By: Michelle Semler
The end is nearing for me to find my 1st “big kid” job as my graduation date approaches in May. When many of us student’s begin our college career we have this amazing job in mind and everything is within our grasp (at least that’s how I felt). Professors inform you of the job placement rate following graduation as well as the perks of having a good salary, company car, company phone, etc…However; I think many of them fail to mention the difficult process of actually finding a job.
On October 4th, the University of Nebraska-Lincoln held a career fair on their East Campus with roughly 60 companies recruiting for internships as well as full time employment. Now, just attending a career fair doesn’t sound like a big deal, but there is a lot of planning and work beforehand that must be completed. For myself, I nerd out while preparing to attend. The 1st thing on my list to complete is looking up which companies I am interesting in visiting with and researching what them in preparation for the dreaded “So what do you know about us?” question.

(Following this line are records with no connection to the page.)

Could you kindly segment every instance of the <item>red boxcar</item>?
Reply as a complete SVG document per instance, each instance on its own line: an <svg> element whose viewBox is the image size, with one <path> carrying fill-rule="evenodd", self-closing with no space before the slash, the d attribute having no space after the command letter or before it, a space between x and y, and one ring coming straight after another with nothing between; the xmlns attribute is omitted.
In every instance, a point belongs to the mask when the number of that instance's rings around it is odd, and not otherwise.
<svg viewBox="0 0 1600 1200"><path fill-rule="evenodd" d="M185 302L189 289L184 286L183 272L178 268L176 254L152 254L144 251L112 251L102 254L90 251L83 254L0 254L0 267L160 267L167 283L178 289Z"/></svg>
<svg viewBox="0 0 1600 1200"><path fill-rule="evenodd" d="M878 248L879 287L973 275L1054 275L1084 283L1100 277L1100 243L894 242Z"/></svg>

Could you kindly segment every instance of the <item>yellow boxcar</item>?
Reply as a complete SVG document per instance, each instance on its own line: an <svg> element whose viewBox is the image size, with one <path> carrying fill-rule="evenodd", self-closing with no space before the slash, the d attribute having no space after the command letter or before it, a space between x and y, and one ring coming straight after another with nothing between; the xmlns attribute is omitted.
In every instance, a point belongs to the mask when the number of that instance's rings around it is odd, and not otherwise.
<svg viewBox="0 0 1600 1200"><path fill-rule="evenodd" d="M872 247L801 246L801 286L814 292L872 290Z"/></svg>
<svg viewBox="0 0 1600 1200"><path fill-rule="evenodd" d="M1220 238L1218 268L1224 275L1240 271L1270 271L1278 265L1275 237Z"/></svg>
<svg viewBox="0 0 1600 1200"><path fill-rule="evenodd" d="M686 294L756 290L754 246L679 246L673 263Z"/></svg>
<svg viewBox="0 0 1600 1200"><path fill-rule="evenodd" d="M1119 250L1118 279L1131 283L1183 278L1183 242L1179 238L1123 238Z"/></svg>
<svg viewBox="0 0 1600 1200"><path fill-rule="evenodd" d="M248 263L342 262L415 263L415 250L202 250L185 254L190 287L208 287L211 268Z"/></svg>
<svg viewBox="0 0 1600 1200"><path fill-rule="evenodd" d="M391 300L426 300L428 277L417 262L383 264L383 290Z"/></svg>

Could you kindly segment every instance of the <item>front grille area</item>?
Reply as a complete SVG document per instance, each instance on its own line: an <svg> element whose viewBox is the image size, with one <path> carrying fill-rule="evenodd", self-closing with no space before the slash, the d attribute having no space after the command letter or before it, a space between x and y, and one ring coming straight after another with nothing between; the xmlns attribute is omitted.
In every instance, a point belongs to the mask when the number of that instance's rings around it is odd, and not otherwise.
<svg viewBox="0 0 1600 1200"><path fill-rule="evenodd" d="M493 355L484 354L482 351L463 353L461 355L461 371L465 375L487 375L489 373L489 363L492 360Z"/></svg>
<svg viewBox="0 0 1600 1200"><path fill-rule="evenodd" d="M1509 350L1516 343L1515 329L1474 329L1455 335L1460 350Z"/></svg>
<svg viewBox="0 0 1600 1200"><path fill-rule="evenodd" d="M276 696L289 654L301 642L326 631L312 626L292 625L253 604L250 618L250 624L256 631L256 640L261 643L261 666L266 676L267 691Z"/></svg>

Next on the list is choosing the correct outfit. Do I wear business professional? Business casual? What color dress? How should I do my hair? And of course what kind of shoes? I tend to be clumsy so of course heels are out of the question. After I have researched all the companies I’m interested in, my outfit is picked out, and printing off my resume is completed I am finally prepared for the UNL career fair. But just my luck as I get dressed in my office inside the Animal Science Building (also on East Campus where I have limited clothing options) my dress zipper decides to break in the back of my dress. So I scurry down to borrow a secretary’s sweater to cover up my broken zipper and hope nobody notices my not so put together outfit.
Out of the 60 some companies in attendance I have cut down my list to roughly 5 I’m interested in, most of which are large meat companies that emphasize pork products. Of course I’ve worked on my elevator speech to introduce myself to the recruiter with. But before talking to anyone I do a few laps around the large hall to scope out where all of the companies’ booths are located. At large career fairs such as the one UNL is hosting has rows upon rows of booths where each company has at least a single recruiter working with some companies having up to a handful of recruiters.
Finally, I am prepared to take the next step; talking to recruiters. I brush the clamminess off of my hands 1st and proceed on ward for that handshake. After talking with all 5 companies I hear basically the same statement from all of them. “We currently aren’t looking to hire full-time positions for those graduating in May, but you can apply online at our website and check the site regularly to see when positions are available”. I expected to be told this by most of the companies I visited with but it still brings down your confidence a bit when are you’re hoping for is to be asked for an interview.
As I sit in my apartment contemplating the next step for finding a job within the red meat industry I realize that I have a long journey ahead of me. So all of the time I thought was wasted when I was preparing for the career fair, is actually pushing me toward the end goal of finding that 1st “Big Kid Job” in the near future. I just got to put my chin up, buckle down on work, and keep on truckin’. Then hopefully somebody will want to hire me and I will have those perks like that my professors informed me about when they were skipping over the difficulties of landing a job after college. Wish me luck!